Ich mache mal ein paar Beispiele:
Die Haptik der deutschen Autos im Innenraum ist ungeschlagen. Da sind wir uns sicher einig.
Nur: Zieht mein Junior mal mit seinem Spielzeug, dass eine harte Kante hat, über die Oberfläche, bleibt ein hässlicher Kratzer in der Oberfläche des Innenraums. Geschehen am Pariser Autosalon letzten Herbst.

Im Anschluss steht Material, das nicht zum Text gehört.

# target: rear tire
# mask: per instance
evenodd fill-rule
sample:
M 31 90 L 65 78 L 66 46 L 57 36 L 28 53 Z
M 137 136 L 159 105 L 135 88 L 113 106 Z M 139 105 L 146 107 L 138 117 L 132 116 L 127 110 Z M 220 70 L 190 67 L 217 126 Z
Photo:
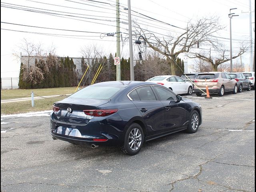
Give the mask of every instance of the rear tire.
M 192 92 L 193 92 L 193 88 L 192 88 L 191 86 L 190 86 L 188 87 L 188 94 L 190 95 L 192 94 Z
M 197 131 L 199 126 L 200 118 L 197 111 L 194 110 L 192 112 L 189 119 L 189 123 L 187 132 L 189 133 L 194 133 Z
M 239 88 L 238 88 L 238 90 L 237 92 L 238 93 L 240 93 L 242 92 L 242 91 L 243 90 L 243 86 L 242 85 L 242 84 L 240 84 L 240 85 L 239 85 Z
M 249 84 L 249 86 L 248 86 L 248 88 L 247 88 L 247 90 L 248 91 L 250 91 L 251 90 L 251 84 L 250 83 Z
M 130 126 L 124 136 L 121 150 L 125 154 L 134 155 L 139 152 L 144 142 L 144 133 L 140 126 L 133 123 Z
M 237 88 L 236 89 L 237 89 Z M 224 95 L 224 92 L 225 92 L 225 88 L 224 86 L 222 85 L 220 89 L 220 91 L 219 92 L 219 96 L 222 97 Z
M 235 86 L 234 87 L 234 90 L 233 90 L 233 94 L 236 94 L 237 93 L 237 85 L 235 85 Z

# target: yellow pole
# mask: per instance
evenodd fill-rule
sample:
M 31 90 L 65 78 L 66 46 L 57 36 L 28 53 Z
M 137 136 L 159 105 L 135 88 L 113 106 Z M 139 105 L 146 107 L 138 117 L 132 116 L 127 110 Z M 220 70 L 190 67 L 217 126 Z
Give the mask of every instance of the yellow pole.
M 92 79 L 92 83 L 91 83 L 91 85 L 92 85 L 92 84 L 93 84 L 92 83 L 92 82 L 94 80 L 94 79 L 95 78 L 95 77 L 96 77 L 96 75 L 97 75 L 97 74 L 98 73 L 98 72 L 99 71 L 99 70 L 100 70 L 100 66 L 101 66 L 101 64 L 100 64 L 100 66 L 99 66 L 99 68 L 98 68 L 98 70 L 97 70 L 97 72 L 96 72 L 96 73 L 95 74 L 95 75 L 94 75 L 94 76 L 93 78 L 93 79 Z
M 96 80 L 96 79 L 98 77 L 98 75 L 99 75 L 99 74 L 100 74 L 100 71 L 101 71 L 101 69 L 102 68 L 102 67 L 103 67 L 103 66 L 102 66 L 100 68 L 100 70 L 99 71 L 99 72 L 98 73 L 98 74 L 97 74 L 97 76 L 96 76 L 96 78 L 95 78 L 95 79 L 94 79 L 94 81 L 93 82 L 93 83 L 92 83 L 92 84 L 93 84 L 94 83 L 94 82 L 95 82 L 95 80 Z
M 83 76 L 83 77 L 82 78 L 82 79 L 80 81 L 80 82 L 79 82 L 79 84 L 78 84 L 78 86 L 77 86 L 77 87 L 76 88 L 76 90 L 75 91 L 75 92 L 76 92 L 76 90 L 77 90 L 77 89 L 78 88 L 78 87 L 79 87 L 79 86 L 80 85 L 80 84 L 81 83 L 81 82 L 82 82 L 82 80 L 83 80 L 83 79 L 84 78 L 84 75 L 85 75 L 85 74 L 86 73 L 86 72 L 87 71 L 87 70 L 88 70 L 88 69 L 89 68 L 89 65 L 87 67 L 87 68 L 86 69 L 86 70 L 85 71 L 85 72 L 84 72 L 84 75 Z

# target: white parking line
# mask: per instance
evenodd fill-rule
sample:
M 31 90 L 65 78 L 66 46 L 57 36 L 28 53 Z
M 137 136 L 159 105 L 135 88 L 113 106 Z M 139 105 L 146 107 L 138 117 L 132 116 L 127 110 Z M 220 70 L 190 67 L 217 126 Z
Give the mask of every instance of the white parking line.
M 11 128 L 10 129 L 7 129 L 7 130 L 5 130 L 4 131 L 1 131 L 1 133 L 5 133 L 6 132 L 6 131 L 9 131 L 10 130 L 11 130 L 12 129 L 14 129 L 14 128 Z
M 249 131 L 249 132 L 254 132 L 255 131 L 254 130 L 243 130 L 242 129 L 238 129 L 236 130 L 232 130 L 230 129 L 220 129 L 219 130 L 221 131 Z
M 204 99 L 205 98 L 204 97 L 194 97 L 193 96 L 186 96 L 184 97 L 186 98 L 197 98 L 198 99 Z M 244 100 L 246 101 L 255 101 L 255 99 L 239 99 L 238 98 L 224 98 L 224 97 L 213 97 L 213 99 L 230 99 L 230 100 Z

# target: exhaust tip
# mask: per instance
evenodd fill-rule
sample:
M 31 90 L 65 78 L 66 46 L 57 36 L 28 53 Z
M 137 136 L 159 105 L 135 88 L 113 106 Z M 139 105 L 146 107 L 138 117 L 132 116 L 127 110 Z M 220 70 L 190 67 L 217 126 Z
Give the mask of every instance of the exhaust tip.
M 95 148 L 97 148 L 98 146 L 99 146 L 98 145 L 94 145 L 94 144 L 92 144 L 92 145 L 91 145 L 91 147 L 92 147 L 92 148 L 93 149 L 95 149 Z

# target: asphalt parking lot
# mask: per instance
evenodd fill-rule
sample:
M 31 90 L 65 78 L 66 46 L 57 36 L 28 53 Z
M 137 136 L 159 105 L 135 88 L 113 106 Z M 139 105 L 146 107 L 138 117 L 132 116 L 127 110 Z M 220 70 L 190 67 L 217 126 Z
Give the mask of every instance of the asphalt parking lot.
M 196 133 L 134 156 L 53 140 L 47 114 L 1 117 L 1 191 L 255 191 L 255 91 L 211 96 L 182 96 L 202 106 Z

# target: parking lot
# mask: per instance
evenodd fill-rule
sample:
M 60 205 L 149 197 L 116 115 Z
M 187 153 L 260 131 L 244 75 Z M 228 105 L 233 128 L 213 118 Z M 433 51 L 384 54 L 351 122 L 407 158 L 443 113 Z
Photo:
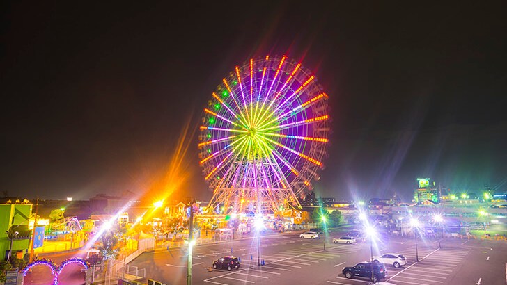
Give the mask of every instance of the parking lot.
M 261 238 L 260 259 L 257 265 L 256 239 L 248 238 L 198 246 L 194 250 L 193 282 L 195 284 L 355 284 L 370 283 L 366 278 L 347 279 L 344 266 L 368 261 L 370 243 L 334 244 L 331 233 L 324 239 L 302 239 L 287 233 Z M 388 275 L 382 282 L 398 285 L 506 284 L 507 243 L 504 241 L 429 239 L 391 236 L 373 246 L 373 254 L 401 253 L 407 264 L 400 268 L 386 266 Z M 232 254 L 240 259 L 241 267 L 232 271 L 208 272 L 214 260 Z M 186 276 L 183 250 L 145 253 L 131 264 L 146 268 L 147 275 L 166 284 L 182 284 Z

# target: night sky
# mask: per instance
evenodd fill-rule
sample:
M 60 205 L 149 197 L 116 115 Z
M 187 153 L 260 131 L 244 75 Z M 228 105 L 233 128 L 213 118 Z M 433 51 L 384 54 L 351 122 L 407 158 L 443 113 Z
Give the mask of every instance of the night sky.
M 329 95 L 318 195 L 410 199 L 423 177 L 507 190 L 506 1 L 102 2 L 0 9 L 10 196 L 209 199 L 203 109 L 267 54 L 302 60 Z

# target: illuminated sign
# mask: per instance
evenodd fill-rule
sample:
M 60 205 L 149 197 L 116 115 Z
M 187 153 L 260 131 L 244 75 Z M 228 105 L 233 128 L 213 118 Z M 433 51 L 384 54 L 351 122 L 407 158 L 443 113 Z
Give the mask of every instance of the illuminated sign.
M 426 188 L 430 186 L 429 178 L 418 178 L 417 181 L 419 182 L 419 188 Z

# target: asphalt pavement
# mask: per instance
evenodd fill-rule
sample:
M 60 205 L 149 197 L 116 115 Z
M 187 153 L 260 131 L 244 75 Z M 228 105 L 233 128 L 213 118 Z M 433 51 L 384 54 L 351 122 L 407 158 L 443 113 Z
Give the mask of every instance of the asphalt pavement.
M 258 266 L 257 239 L 250 238 L 196 246 L 193 252 L 192 282 L 196 284 L 352 284 L 370 283 L 367 279 L 348 279 L 344 266 L 368 261 L 369 241 L 354 245 L 334 244 L 326 238 L 302 239 L 297 233 L 260 237 Z M 325 241 L 325 250 L 324 249 Z M 506 284 L 507 243 L 501 241 L 429 239 L 419 238 L 416 251 L 414 237 L 387 236 L 373 244 L 373 254 L 401 253 L 408 263 L 400 268 L 387 266 L 383 282 L 398 285 Z M 145 252 L 130 263 L 146 268 L 146 276 L 166 284 L 183 284 L 187 277 L 185 248 Z M 234 255 L 241 267 L 231 271 L 213 270 L 213 261 Z M 416 255 L 419 262 L 415 262 Z M 146 281 L 146 279 L 145 279 Z

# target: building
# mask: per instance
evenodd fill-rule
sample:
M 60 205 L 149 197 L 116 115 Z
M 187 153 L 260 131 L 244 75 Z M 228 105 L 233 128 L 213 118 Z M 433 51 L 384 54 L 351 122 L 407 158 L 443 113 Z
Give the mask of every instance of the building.
M 416 203 L 421 204 L 426 200 L 435 203 L 440 202 L 440 189 L 435 186 L 435 181 L 430 183 L 429 178 L 418 178 L 417 181 L 419 186 L 414 193 L 414 199 Z
M 28 225 L 31 211 L 31 204 L 0 204 L 0 261 L 7 260 L 11 242 L 11 256 L 17 254 L 21 258 L 28 251 L 31 236 Z

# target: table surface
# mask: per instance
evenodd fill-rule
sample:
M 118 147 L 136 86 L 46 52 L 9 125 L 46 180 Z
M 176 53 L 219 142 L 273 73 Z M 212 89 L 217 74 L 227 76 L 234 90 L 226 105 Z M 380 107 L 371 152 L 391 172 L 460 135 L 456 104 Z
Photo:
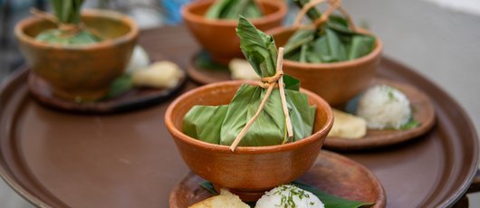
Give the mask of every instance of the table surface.
M 198 50 L 183 27 L 145 31 L 139 43 L 156 60 L 169 60 L 183 68 Z M 468 132 L 473 129 L 471 122 L 453 99 L 412 71 L 384 60 L 379 76 L 430 92 L 438 122 L 415 141 L 343 155 L 379 178 L 388 207 L 453 203 L 463 195 L 476 169 L 477 138 Z M 25 77 L 26 73 L 20 74 L 16 80 Z M 196 86 L 189 82 L 186 90 Z M 26 94 L 26 86 L 15 90 L 18 95 L 3 95 L 13 99 L 2 111 L 2 130 L 10 133 L 3 133 L 0 140 L 14 142 L 13 155 L 21 157 L 6 158 L 4 146 L 2 165 L 10 167 L 17 161 L 24 168 L 3 170 L 4 175 L 17 176 L 8 176 L 7 181 L 14 184 L 26 177 L 31 182 L 16 187 L 19 190 L 35 186 L 36 196 L 51 204 L 138 207 L 141 201 L 161 206 L 168 203 L 171 188 L 188 173 L 163 125 L 168 102 L 117 115 L 81 116 L 36 104 Z M 12 106 L 14 103 L 22 106 Z M 5 110 L 16 109 L 20 110 Z M 467 131 L 460 131 L 460 127 Z

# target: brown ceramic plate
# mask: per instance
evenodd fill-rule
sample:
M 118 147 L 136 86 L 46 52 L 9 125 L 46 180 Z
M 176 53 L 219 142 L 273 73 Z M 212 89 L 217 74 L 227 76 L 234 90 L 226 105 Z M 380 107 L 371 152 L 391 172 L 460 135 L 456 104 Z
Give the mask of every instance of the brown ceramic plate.
M 143 31 L 139 41 L 153 59 L 182 68 L 199 50 L 181 26 Z M 344 155 L 375 174 L 387 207 L 454 205 L 478 164 L 468 115 L 396 61 L 383 59 L 377 75 L 428 94 L 436 125 L 418 139 Z M 189 172 L 164 125 L 168 100 L 108 116 L 63 113 L 33 100 L 27 78 L 19 71 L 0 86 L 0 175 L 14 190 L 41 207 L 168 207 L 170 191 Z M 197 86 L 187 82 L 185 90 Z
M 188 207 L 212 196 L 198 185 L 203 181 L 188 174 L 170 193 L 170 207 Z M 321 151 L 313 166 L 298 181 L 330 194 L 385 207 L 385 191 L 377 177 L 363 165 L 332 152 Z
M 402 91 L 410 100 L 413 117 L 420 125 L 408 130 L 369 129 L 367 135 L 359 139 L 327 137 L 324 144 L 325 148 L 335 150 L 377 148 L 418 138 L 418 136 L 432 128 L 435 124 L 435 109 L 428 96 L 408 83 L 387 79 L 376 79 L 372 81 L 372 86 L 379 84 L 389 85 Z
M 114 113 L 146 108 L 164 101 L 179 92 L 186 80 L 185 77 L 182 78 L 171 89 L 134 88 L 113 99 L 92 103 L 76 103 L 53 96 L 46 81 L 34 73 L 29 74 L 28 87 L 35 99 L 46 107 L 77 113 Z
M 222 80 L 231 80 L 230 71 L 226 70 L 203 69 L 196 63 L 200 52 L 196 53 L 190 60 L 187 68 L 187 74 L 198 84 L 210 84 Z

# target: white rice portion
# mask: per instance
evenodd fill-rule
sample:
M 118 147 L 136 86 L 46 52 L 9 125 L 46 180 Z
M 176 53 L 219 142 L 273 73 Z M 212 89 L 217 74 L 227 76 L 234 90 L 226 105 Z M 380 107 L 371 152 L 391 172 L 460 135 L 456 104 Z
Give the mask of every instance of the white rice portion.
M 313 194 L 291 184 L 280 185 L 262 196 L 255 208 L 324 208 Z
M 410 119 L 410 101 L 400 90 L 388 85 L 369 89 L 359 100 L 357 115 L 370 129 L 399 129 Z

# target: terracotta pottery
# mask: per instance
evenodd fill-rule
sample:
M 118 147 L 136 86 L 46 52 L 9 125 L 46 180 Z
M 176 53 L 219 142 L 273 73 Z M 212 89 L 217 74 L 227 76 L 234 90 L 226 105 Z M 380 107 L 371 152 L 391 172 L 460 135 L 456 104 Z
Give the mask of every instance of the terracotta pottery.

Bei den Franzosen kann das nicht geschehen. Denn: a) weniger wertige Oberfläche, die aber, ganz wichtig, b) weniger hart ist. Dadurch kommt es erst nach vermehrtem Kraftaufwand zum Kratzer.
Ablageflächen:
Beim neuen Sharan (ein richtig tolles Familienauto, echt) hat sich z.B. VW stark verbessert, aber der Touran beweist: Die Anzahl der Ablageflächen soll und darf nicht einfach in der Mittelkonsole kurz abgehandelt werden mit 2 Dosenhaltern und 2 Kläppchen. Mittig angeordnete Tachos mögen ja Gewöhnungsbedürftig sein, aber haben einen riesigen Vorteil: Sie lassen vor dem Fahrer Platz für ein riesiges Handschuhfach, wie es die Eurovans und andere nicht-D-Autos haben. Denn: Nicht immer ist ein Beifahrer dabei, der dann, wenn's notwendig ist, was aus dem Handschuhfach reichen kann. Und rüberbeugen ist bei den grossen Karren ja sowieso nicht drinn während der Fahrt.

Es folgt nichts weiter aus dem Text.